What you have, sir, is a textbook case of coalescent assimilation.

Well, today I changed the order of the lesson plan. Actually, I was kind of forced to, but in the end it worked out well, I think. What happened was that I thought I had copied the pronunciation section for this class, but when I was gathering my things to go to class, I realized that I didn't. On top of that, I had forgotten my photocopying card, so what I did was start the class with the review and then start the next chapter instead of the pronunciation. I did this because I knew that photocopying the pronunciation handout after the review test in order to maintain the order of the lesson would take time away from the class, and since I had planned to have them do another conversation construction activity, I decided that it would be best to photocopy the handout then.

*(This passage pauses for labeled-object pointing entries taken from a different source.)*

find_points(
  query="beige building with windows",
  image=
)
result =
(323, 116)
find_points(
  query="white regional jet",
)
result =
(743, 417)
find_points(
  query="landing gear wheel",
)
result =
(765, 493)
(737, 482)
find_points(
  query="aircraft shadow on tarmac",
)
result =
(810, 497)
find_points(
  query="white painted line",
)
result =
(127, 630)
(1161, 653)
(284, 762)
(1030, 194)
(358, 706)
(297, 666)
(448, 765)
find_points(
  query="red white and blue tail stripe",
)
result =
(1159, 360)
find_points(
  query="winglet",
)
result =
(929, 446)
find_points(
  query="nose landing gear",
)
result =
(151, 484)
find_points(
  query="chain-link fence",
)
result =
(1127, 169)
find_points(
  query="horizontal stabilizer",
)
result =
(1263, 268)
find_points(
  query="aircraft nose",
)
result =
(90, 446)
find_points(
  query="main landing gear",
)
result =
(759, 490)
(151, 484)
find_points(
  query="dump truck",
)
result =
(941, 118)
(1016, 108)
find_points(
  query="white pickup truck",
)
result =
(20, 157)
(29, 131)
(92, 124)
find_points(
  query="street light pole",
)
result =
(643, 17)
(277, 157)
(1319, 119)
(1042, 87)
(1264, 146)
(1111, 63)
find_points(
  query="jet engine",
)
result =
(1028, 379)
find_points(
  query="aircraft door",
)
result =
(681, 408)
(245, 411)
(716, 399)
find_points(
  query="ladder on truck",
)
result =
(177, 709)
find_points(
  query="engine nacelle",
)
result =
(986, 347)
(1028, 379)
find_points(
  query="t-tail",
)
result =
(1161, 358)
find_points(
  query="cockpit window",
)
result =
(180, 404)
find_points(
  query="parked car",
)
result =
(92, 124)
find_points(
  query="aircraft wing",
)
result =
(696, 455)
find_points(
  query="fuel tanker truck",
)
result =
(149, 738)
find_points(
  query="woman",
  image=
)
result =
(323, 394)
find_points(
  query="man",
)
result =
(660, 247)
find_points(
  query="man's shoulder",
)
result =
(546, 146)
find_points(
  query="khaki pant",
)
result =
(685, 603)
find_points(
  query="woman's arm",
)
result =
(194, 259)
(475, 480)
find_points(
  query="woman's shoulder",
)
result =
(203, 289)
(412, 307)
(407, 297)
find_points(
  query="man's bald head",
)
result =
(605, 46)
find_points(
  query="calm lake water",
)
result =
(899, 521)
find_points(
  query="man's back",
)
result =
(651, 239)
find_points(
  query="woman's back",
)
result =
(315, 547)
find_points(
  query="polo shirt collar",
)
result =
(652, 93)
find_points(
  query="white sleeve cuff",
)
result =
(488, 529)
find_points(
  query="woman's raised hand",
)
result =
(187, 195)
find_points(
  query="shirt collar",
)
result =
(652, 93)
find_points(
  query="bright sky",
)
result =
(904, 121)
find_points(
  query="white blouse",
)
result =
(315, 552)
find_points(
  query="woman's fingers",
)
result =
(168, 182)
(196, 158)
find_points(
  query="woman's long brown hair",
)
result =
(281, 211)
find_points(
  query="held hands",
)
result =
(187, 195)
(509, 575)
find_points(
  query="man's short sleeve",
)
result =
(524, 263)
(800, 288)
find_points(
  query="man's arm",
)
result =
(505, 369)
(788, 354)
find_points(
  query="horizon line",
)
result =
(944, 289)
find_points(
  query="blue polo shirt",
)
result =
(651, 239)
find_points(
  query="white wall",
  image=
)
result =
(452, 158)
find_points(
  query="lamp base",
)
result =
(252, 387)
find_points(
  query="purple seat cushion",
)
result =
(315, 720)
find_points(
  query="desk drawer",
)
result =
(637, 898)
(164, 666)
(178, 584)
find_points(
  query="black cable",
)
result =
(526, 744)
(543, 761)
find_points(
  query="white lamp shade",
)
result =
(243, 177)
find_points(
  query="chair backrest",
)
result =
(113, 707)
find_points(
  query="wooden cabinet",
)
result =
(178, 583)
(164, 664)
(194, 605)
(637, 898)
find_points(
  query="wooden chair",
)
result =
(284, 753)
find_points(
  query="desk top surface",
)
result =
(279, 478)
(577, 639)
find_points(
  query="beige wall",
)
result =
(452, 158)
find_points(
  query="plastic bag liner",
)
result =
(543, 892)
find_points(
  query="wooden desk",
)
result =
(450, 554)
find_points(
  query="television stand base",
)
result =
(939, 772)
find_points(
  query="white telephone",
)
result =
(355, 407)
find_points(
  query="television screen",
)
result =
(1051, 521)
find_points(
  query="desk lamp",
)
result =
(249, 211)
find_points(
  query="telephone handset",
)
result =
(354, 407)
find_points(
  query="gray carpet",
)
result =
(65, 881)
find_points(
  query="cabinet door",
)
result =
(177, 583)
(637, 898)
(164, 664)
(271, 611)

After collecting the review quiz, I told them that we would be starting the book first, and to keep them closed because I was going to dictate some questions. I also told them at this point that we would be focusing on apologies in this class. After dictating the questions, I let them listen to the CD 3 times, and then I asked them for their answers. Next, I gave them the worksheet with the expressions for apologizing and responding to an apology and asked them to separate them in the table provided. I was going to have them come up to the board to write the answers, but I decided not to because it would take too much time, so I asked for their answers orally. After that, I had them do a listening task in the book. Then I had them go back to the beginning of the chapter where there were some key expressions and had them repeat after me before assigning the conversation construction activity. While they were practicing, I went to photocopy the pronunciation worksheet (I gave them about 10 minutes to practice and memorize the conversation, so I had enough time to do this). After I came back, I walked around to observe and make sure there were no questions, and then I asked several pairs to present their conversation in front of the class. Finally, we looked at the pronunciation worksheet. I did this differently from yesterday mainly because of how yesterday went, but also because I did not have a lot time. I did have them though come up to the board, and I did have them repeat before and after assimilation, but this was mainly as a group and not individually. I also did not go around asking students to repeat after me as I had done yesterday. I think this way the activity worked much better.

I think that considering this class style worked much better, I will try this on Monday and then on Thursday, and see how it goes. Also, I will try to have them review linked sounds more from now on, using the dialogues in the textbook because I think that only once a week is not enough and the more practice they can get, the better.